Rob Rosenthal On Chopped Salads

So often, salads are forgettable. I think that's because they're generally served as the precursor to something else we call the "main course." Their ingredients are uninspiring, their composition haphazard, and their dressing either over- or under- whelming. A shameful waste of perfectly good stomach space.

Then there are the salads that pleasure your taste buds and stimulate your palate. So irresistible that you don't want them to end. That is a sexy salad.

So what does it take to have one?

1. FRESHNESS. The components should be fresh, not canned or frozen. There are exceptions (marinated artichoke hearts, water chestnuts), but very few. Straight-from-the-garden matters.


2. TEXTURE. You need texture. I like the crispiness of romaine, but whatever lettuce you choose as your base, it should be supplemented by shredded vegetables that have crunch; carrots and purple cabbage are ideal. Croutons are fabulous when they're homemade — if not, you're eating stale bread. Nuts and seeds are a delight.
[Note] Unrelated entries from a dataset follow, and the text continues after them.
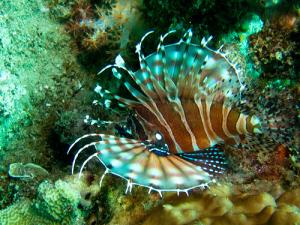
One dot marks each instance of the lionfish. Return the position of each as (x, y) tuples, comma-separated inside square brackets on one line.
[(187, 105)]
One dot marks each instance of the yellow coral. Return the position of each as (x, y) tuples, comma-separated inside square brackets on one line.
[(221, 205)]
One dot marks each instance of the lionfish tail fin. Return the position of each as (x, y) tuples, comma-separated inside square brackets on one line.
[(144, 164)]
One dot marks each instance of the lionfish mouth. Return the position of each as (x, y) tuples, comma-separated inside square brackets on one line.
[(187, 91)]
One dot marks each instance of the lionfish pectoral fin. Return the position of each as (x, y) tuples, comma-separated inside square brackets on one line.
[(140, 164), (211, 159)]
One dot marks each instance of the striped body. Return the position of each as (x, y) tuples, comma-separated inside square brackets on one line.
[(186, 103), (202, 125)]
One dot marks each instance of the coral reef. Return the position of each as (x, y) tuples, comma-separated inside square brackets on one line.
[(275, 48), (102, 28), (221, 205), (64, 202), (29, 170), (50, 54)]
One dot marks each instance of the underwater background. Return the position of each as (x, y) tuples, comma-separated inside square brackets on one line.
[(50, 54)]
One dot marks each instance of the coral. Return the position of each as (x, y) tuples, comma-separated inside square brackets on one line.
[(29, 170), (221, 205), (108, 25), (274, 49), (65, 202)]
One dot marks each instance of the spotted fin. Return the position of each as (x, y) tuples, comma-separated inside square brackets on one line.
[(181, 71), (212, 159), (139, 164)]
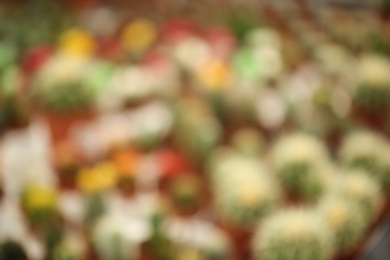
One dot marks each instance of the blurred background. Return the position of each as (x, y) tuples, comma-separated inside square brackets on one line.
[(194, 130)]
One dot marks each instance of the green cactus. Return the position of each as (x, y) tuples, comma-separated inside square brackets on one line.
[(373, 87), (244, 193), (216, 246), (12, 250), (345, 219), (382, 171), (185, 192), (294, 234), (62, 84), (360, 150), (198, 130), (298, 160), (359, 188), (248, 141)]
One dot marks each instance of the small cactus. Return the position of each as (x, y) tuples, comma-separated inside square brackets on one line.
[(248, 141), (359, 188), (373, 89), (111, 239), (345, 219), (370, 152), (243, 191), (185, 192), (295, 234), (62, 86), (297, 160), (382, 173), (360, 150)]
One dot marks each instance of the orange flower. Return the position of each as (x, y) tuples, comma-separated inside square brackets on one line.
[(126, 161), (101, 177)]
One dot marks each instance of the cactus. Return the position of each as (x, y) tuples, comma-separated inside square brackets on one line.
[(298, 160), (111, 239), (382, 173), (345, 219), (370, 152), (243, 191), (359, 188), (373, 87), (294, 234), (360, 150), (185, 192), (62, 86), (40, 204), (248, 141), (198, 130), (12, 250), (216, 246)]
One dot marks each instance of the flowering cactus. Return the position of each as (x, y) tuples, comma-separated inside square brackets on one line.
[(345, 219), (243, 191)]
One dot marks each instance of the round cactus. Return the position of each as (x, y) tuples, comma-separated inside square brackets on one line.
[(248, 141), (373, 87), (360, 150), (243, 191), (115, 237), (382, 173), (345, 219), (185, 192), (359, 188), (298, 160), (295, 234), (62, 85)]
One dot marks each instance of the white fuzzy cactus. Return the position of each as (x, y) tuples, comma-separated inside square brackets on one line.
[(294, 234), (244, 192), (298, 160), (359, 188), (373, 86), (345, 219), (361, 149)]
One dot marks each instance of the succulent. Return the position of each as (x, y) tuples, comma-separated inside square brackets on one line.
[(12, 250), (61, 85), (382, 171), (215, 246), (358, 187), (40, 204), (294, 234), (345, 219), (248, 141), (244, 192), (111, 239), (198, 130), (360, 149), (185, 191), (298, 160), (373, 87)]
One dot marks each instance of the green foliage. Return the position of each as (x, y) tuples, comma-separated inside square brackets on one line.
[(294, 234)]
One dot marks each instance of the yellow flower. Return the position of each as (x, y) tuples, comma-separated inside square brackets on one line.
[(138, 35), (77, 42), (40, 197), (215, 75), (101, 177)]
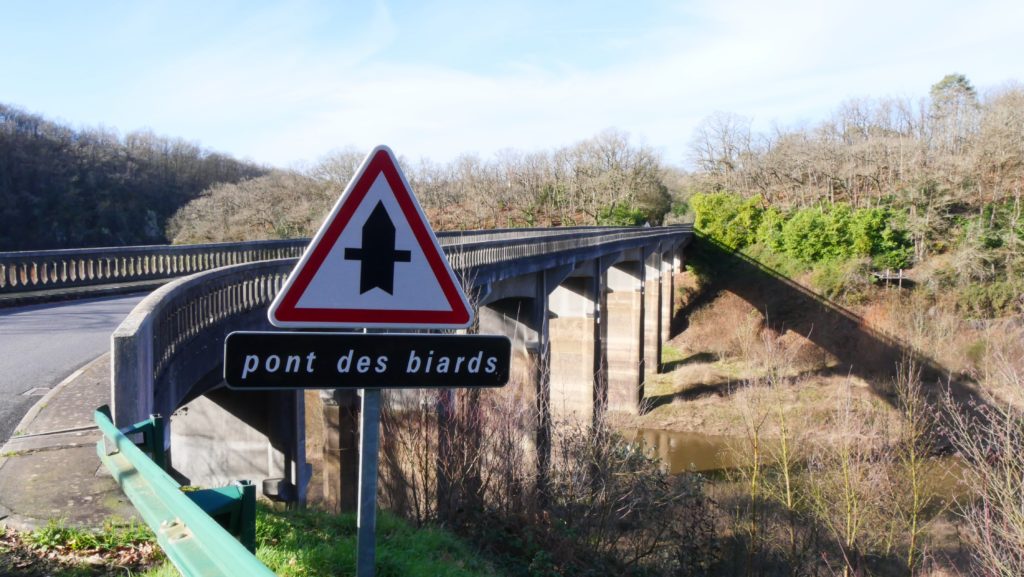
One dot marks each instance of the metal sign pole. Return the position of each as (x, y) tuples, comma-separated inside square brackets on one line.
[(366, 547)]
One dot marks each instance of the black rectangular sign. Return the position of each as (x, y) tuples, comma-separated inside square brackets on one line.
[(261, 361)]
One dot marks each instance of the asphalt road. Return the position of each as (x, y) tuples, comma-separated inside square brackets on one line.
[(41, 344)]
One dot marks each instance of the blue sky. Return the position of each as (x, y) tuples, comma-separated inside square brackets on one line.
[(285, 83)]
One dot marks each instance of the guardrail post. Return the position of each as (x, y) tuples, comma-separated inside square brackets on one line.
[(247, 517), (153, 437)]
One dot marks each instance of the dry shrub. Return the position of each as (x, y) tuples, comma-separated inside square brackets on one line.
[(850, 495), (991, 440), (469, 460), (726, 327)]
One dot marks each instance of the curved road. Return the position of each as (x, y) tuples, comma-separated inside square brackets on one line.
[(41, 344)]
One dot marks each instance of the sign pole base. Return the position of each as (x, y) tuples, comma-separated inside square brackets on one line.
[(366, 548)]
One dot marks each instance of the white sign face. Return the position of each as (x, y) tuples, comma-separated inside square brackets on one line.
[(375, 262)]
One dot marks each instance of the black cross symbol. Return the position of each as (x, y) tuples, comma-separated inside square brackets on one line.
[(378, 256)]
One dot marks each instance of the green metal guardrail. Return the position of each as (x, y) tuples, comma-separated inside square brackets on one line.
[(194, 528)]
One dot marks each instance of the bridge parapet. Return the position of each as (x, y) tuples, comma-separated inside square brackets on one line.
[(46, 270), (172, 339), (168, 352)]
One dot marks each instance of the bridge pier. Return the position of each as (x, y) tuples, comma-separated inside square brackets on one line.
[(576, 337), (624, 347), (226, 436), (652, 293)]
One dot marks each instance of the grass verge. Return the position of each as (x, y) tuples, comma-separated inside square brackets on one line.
[(310, 543)]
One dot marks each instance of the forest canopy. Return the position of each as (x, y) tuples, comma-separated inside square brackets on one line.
[(61, 188)]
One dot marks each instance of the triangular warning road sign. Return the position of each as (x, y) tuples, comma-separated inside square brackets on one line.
[(374, 262)]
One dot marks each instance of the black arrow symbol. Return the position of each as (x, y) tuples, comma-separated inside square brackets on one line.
[(378, 256)]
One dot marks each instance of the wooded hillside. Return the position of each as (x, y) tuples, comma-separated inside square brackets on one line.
[(61, 188), (884, 183), (605, 179)]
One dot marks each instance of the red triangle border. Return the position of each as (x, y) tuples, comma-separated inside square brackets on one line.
[(287, 312)]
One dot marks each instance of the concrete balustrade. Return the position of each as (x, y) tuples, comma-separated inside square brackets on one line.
[(586, 310), (47, 270)]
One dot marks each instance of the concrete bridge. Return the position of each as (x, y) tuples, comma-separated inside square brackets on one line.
[(587, 310)]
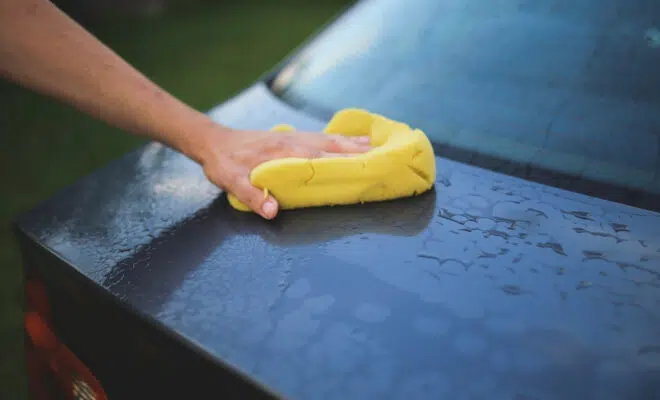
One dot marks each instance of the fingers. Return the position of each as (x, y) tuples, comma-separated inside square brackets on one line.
[(258, 201), (342, 144)]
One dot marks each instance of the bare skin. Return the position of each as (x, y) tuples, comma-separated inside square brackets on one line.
[(44, 50)]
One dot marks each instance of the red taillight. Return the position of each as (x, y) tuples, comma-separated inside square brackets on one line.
[(52, 367)]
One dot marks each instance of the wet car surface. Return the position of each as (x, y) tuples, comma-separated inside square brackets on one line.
[(488, 287)]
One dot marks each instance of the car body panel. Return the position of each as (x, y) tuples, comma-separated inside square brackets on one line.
[(489, 286)]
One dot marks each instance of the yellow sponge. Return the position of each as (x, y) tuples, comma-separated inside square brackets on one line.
[(401, 164)]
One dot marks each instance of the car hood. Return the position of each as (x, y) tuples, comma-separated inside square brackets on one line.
[(489, 286)]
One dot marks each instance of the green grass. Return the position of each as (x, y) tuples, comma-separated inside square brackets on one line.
[(203, 54)]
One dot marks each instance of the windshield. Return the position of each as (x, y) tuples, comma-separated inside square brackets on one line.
[(571, 87)]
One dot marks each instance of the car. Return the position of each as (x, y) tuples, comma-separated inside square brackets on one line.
[(530, 271)]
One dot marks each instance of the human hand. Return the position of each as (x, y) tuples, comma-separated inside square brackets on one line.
[(229, 156)]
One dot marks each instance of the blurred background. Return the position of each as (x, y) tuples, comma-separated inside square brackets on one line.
[(202, 51)]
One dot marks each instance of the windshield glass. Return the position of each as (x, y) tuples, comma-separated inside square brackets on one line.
[(568, 86)]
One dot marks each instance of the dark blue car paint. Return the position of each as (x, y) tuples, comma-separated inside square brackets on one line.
[(488, 287)]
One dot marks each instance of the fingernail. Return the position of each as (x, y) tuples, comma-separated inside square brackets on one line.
[(269, 208)]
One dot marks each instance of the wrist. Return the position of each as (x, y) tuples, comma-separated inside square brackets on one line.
[(200, 141)]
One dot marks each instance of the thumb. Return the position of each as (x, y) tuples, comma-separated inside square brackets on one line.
[(256, 199)]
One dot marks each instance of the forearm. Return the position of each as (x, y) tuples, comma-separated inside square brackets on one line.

3. INGREDIENTS. Not counting the lettuce, more than six ingredients is overkill. Choose veggies (carrots, cukes, mushrooms, tommies), your protein (chicken, tuna, turkey), a corresponding cheese (blue, parm, feta), and a little extra "something something," like pine nuts. They rock; sunflower seeds are brilliant, too. Craisins don't suck.


4. CHOP IT. I'm not sure what we did before they routinely started chopping salad. But I've taken a poll, and people want their salad chopped. Making it at home? You'll want to own a "double mezzaluna."

5. DRESSING. Do not overdress. Drowning a salad is a cardinal sin. And unless you're going with nothing but a wedge of iceberg and crispy bacon bits — perfect with blue cheese dressing — avoid the creamy kinds. The dressing is not the star, but a supporting player. A simple vinaigrette allows the salad's constituents to shine.